Design: Virus stocks were characterized by infectious dose (ID50 ) and nucleoprotein (NP) concentration, diluted at half-log dilutions, and tested with each RIDT and real-time RT-PCR.

Results: Strong correlation was observed between NP concentration and RIDT reactivity; however, only weak correlation was seen with ID50 or Ct values. Only four RIDTs detected viral NP at the lowest dilution for all influenza A viruses (IAV). Influenza A viruses not detected by more than one RIDT had lower NP levels. Of the 13 RIDTs, 9 had no significant differences in reactivity across IAV when compared to NP levels.

Conclusions: Previous reports of RIDT performance typically compare reactivity based on ID50 titers, which in this study correlated only weakly with proportional amounts of viral NP in prepared virus samples. In the context of the strong correlation of RIDT reactivity with NP concentration, H3N2v was found to be as reactive as seasonal circulating IAV. While these findings may not reflect clinical performance of these RIDTs, measuring NP concentration can be useful in the future to assess comparable reactivity of available RIDTs, or to assess reactivity with newly evolving or emerging viruses.

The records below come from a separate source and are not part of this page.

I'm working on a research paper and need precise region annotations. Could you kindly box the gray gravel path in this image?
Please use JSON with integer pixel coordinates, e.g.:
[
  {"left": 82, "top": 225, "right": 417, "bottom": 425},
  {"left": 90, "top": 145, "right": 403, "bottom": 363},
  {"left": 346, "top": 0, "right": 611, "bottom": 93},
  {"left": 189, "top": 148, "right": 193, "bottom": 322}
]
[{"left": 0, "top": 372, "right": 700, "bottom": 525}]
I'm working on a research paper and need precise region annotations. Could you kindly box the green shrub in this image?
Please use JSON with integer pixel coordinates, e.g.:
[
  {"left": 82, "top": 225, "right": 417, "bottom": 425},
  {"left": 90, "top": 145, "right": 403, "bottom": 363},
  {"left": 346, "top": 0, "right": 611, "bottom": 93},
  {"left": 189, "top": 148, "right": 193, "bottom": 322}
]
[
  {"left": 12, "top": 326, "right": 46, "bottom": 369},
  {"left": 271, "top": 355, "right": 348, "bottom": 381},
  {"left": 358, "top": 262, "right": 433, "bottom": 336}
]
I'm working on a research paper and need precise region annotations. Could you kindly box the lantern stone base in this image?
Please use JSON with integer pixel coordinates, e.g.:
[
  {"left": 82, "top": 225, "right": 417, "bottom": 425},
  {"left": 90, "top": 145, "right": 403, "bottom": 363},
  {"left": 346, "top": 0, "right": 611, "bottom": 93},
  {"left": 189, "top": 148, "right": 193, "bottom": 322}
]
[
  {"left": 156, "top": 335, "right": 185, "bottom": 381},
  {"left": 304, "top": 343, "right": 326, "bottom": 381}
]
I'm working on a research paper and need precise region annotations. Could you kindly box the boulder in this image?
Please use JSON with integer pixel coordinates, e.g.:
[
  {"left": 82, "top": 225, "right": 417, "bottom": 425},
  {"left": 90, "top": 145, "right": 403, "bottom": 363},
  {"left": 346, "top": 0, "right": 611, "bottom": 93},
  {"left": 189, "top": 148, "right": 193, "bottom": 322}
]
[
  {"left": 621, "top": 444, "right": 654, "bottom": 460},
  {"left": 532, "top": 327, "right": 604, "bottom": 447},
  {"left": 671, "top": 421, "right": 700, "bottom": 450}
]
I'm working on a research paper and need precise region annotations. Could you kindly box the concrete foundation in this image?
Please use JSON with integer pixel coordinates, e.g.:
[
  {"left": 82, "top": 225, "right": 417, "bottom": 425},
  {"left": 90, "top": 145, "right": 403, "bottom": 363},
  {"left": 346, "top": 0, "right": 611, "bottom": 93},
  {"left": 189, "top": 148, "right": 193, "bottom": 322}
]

Keywords: Diagnostic; FDA; H3N2v; influenza; rapid.

Figure 1

Viruses used in this study, with measurements by TCID₅₀/ml or EID₅₀/ml, NP in μg/ml as determined by mass spectrometry, and the C_t value of the 10⁻¹ dilution. Viruses 13, 15, and 18 were quantified by TCID₅₀/ml (red numbering). All others were quantified by EID₅₀/ml. Also shown is the number of reactive rapid influenza diagnostic tests results (at least 2/3 positive) for each influenza virus dilution. A maximum of 13 test kits could be positive for each dilution.

Figure 2

Reactivity of each rapid influenza diagnostic tests across influenza virus groups. Six viruses in each group were tested at three replicates per dilution for a maximum of 18 positive results per dilution. CLIA-waived tests are marked with an *.

Figure 3

Scatter plots showing the mean log highest dilution reactive (HDR) across all rapid influenza diagnostic tests for each virus tested against (A) the log stock NP concentration, (B) the log stock ID₅₀, and (C) the 10⁻¹ dilution C_t value. The black line shows the linear regression trend line and the black dotted lines show the 95% confidence interval, along with equations and R² values for each trend line. Only viruses quantified by EID₅₀/ml were used for the trendline in B.

Figure 4

Graph showing the mean NP concentration at the highest dilution reactive for each of the virus groups (pH1N1, H3N2, H3N2v, and influenza B) for each of the rapid influenza diagnostic tests (RIDTs). * indicates that an influenza A viruses (IAV) group is significantly different from other IAV groups for that RIDT based on Tukey's HSD test. The QuickVue test was significantly less reactive with H3N2v than with pH1N1 and H3N2. The Status test was significantly more reactive with H3N2 than with pH1N1 or H3N2v. The Flu Alert test was significantly more reactive with H3N2 than with pH1N1 (H3N2v could not be statistically evaluated). The TRU FLU test was significantly more reactive with H3N2v than with pH1N1. A † represents situations in which an RIDT was reactive with 3 or less viruses in a group. CLIA indicates that an RIDT is CLIA-waived.